The Singapore cell of Jemaah Islamiyah, a pan-Southeast Asian terrorist group and al Qaeda affiliate, planned to crash a hijacked plane into Singapore's Changi International Airport. They came up with the idea after a previous plot—to attack the U.S., British, Israeli and Australian embassies, along with U.S. naval bases and other U.S. targets—was thwarted by the Internal Security Department, Singapore's domestic intelligence service. The ISD also stopped the airport plot.

Singapore was targeted because of its close relations with the U.S., Israel and the West, and because of its multiethnic society. Like the U.S., Singapore is a melting pot, where people of different ethnicities are equal citizens, hold high positions and are proud of their Singaporean identity.

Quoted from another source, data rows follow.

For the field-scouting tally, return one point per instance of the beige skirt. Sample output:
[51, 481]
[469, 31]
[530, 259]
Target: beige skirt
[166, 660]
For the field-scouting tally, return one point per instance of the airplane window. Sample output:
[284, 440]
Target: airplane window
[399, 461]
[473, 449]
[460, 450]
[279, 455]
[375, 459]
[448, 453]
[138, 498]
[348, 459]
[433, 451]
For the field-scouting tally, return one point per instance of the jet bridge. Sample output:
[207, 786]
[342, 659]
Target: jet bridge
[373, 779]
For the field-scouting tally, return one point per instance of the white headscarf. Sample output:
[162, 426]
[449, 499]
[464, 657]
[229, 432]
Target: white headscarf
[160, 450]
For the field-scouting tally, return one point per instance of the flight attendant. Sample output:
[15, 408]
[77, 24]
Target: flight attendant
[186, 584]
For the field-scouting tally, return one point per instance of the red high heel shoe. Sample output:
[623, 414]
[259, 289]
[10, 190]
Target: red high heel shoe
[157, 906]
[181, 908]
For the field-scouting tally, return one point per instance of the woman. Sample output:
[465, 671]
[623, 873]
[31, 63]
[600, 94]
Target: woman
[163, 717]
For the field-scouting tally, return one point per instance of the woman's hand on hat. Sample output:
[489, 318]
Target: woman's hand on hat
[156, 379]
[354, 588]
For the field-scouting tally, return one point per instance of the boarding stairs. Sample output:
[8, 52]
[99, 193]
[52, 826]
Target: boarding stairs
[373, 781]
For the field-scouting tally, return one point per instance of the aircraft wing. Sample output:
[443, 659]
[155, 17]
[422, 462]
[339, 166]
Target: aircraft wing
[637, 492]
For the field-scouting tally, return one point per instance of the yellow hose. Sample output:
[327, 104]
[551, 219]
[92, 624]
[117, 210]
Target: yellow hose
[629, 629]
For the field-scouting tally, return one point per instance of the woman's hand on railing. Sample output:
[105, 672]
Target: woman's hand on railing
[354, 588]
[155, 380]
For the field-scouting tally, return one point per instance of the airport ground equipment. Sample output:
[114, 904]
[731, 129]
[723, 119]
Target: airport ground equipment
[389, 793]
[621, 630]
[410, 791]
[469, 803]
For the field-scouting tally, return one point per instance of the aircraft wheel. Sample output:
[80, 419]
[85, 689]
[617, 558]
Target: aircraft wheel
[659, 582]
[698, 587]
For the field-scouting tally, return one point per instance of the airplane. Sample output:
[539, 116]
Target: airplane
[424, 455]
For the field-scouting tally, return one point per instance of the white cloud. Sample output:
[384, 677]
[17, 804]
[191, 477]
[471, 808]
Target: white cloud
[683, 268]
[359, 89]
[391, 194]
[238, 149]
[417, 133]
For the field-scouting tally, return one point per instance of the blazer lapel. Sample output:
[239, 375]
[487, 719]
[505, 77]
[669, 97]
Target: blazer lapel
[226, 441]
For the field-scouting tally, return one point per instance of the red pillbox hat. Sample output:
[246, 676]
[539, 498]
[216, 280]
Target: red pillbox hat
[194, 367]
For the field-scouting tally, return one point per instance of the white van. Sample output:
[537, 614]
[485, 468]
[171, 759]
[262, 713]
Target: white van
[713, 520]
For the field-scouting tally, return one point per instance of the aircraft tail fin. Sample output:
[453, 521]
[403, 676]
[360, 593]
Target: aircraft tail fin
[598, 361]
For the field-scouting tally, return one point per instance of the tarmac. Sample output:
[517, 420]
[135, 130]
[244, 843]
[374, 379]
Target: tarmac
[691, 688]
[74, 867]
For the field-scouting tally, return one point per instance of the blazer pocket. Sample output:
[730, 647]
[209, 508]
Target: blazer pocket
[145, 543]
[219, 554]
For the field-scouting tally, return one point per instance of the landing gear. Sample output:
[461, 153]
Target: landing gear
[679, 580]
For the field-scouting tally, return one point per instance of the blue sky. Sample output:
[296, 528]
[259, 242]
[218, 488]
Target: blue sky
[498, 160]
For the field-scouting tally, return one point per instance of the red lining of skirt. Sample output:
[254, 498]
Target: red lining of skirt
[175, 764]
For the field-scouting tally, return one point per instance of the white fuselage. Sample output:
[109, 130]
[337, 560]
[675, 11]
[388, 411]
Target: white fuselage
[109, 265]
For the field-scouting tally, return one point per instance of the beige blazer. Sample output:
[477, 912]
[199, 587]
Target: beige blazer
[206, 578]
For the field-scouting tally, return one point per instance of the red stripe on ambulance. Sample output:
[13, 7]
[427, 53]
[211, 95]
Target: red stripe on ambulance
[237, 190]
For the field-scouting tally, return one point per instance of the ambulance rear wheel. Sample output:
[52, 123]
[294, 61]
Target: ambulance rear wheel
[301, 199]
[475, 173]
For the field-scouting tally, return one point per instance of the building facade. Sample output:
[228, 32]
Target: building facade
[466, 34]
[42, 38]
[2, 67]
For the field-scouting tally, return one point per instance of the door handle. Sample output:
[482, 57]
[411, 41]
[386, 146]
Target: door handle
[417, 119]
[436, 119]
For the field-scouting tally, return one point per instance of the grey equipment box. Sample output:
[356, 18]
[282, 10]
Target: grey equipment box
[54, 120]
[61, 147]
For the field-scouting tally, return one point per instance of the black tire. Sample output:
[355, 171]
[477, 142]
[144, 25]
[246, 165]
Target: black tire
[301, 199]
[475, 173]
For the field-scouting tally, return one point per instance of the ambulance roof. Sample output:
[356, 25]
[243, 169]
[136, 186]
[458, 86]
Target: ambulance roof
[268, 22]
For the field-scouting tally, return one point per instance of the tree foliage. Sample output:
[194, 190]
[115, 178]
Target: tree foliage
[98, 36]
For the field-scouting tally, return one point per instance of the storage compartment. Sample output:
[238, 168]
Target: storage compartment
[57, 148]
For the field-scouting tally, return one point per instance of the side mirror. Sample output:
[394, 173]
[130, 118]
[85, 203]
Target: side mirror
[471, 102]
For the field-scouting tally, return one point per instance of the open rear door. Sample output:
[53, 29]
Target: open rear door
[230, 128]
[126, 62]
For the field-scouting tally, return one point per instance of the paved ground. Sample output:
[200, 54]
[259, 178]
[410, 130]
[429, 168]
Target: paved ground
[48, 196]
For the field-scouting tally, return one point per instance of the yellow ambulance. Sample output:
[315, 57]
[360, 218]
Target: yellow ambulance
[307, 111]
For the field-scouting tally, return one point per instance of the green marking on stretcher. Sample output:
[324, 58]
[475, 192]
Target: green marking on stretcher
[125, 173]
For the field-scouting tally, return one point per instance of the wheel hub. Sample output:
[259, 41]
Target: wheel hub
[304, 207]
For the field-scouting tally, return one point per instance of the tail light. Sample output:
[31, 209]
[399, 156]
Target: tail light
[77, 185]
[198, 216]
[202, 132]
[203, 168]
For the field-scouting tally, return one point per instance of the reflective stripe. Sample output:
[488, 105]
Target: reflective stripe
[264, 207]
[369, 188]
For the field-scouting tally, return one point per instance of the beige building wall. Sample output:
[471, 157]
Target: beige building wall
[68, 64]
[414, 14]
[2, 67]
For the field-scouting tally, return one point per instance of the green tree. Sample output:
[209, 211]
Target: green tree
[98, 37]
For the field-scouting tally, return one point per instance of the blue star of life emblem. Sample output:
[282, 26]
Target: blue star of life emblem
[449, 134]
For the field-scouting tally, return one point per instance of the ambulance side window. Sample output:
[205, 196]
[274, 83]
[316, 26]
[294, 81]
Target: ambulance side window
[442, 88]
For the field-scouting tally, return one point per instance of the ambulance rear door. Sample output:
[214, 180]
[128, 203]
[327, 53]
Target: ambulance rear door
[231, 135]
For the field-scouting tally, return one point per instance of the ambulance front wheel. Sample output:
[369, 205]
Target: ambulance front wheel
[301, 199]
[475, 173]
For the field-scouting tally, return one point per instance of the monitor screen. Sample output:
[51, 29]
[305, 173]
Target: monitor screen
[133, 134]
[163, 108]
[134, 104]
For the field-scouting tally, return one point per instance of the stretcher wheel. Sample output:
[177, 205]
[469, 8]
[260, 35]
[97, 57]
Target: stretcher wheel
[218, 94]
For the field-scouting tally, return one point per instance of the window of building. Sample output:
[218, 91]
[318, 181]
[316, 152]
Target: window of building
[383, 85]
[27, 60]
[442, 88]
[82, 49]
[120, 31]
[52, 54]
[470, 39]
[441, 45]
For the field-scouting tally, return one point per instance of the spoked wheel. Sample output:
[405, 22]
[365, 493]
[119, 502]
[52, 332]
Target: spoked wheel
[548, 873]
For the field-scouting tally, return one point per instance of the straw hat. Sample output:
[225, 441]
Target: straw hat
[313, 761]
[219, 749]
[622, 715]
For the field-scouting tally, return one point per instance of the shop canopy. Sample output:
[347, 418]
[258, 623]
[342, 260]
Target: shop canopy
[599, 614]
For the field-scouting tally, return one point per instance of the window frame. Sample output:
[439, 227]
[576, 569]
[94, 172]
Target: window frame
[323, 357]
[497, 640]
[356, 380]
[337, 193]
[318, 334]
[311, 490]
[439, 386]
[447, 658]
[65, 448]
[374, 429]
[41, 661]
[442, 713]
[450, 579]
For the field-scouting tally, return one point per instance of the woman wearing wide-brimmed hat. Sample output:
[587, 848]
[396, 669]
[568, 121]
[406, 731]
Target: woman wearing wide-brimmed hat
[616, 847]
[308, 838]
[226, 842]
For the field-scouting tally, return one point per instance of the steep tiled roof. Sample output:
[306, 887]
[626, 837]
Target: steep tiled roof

The fact that the Muslim community could be so successful and have good relations with other religious groups was a powerful counterexample to the rhetoric of JI and al Qaeda.

The way that the ISD uncovered the attacks was instructive to those battling al Qaeda around the region. The White Paper the Singaporean government published in 2003 corrected the benign notion that many governments previously had of JI and its intentions.

Just as important was the way the Singaporean authorities reacted to the fact that the JI cell included Muslim Singaporeans. What the authorities didn't do was to turn on the local Muslim community, hold public hearings about the threat from them, and send officers to mosques and homes. They understood that doing so would play into JI's and al Qaeda's hands. If the government made the community into outsiders who felt unwelcome in Singapore, it might create more converts to violent extremism.

So instead the Singaporeans worked with the local Muslim community as a partner in developing a program aimed at countering extremism. They turned to local religious leaders and formed a leadership council, and also brought in social services, mental health professionals, and psychologists to develop a comprehensive program.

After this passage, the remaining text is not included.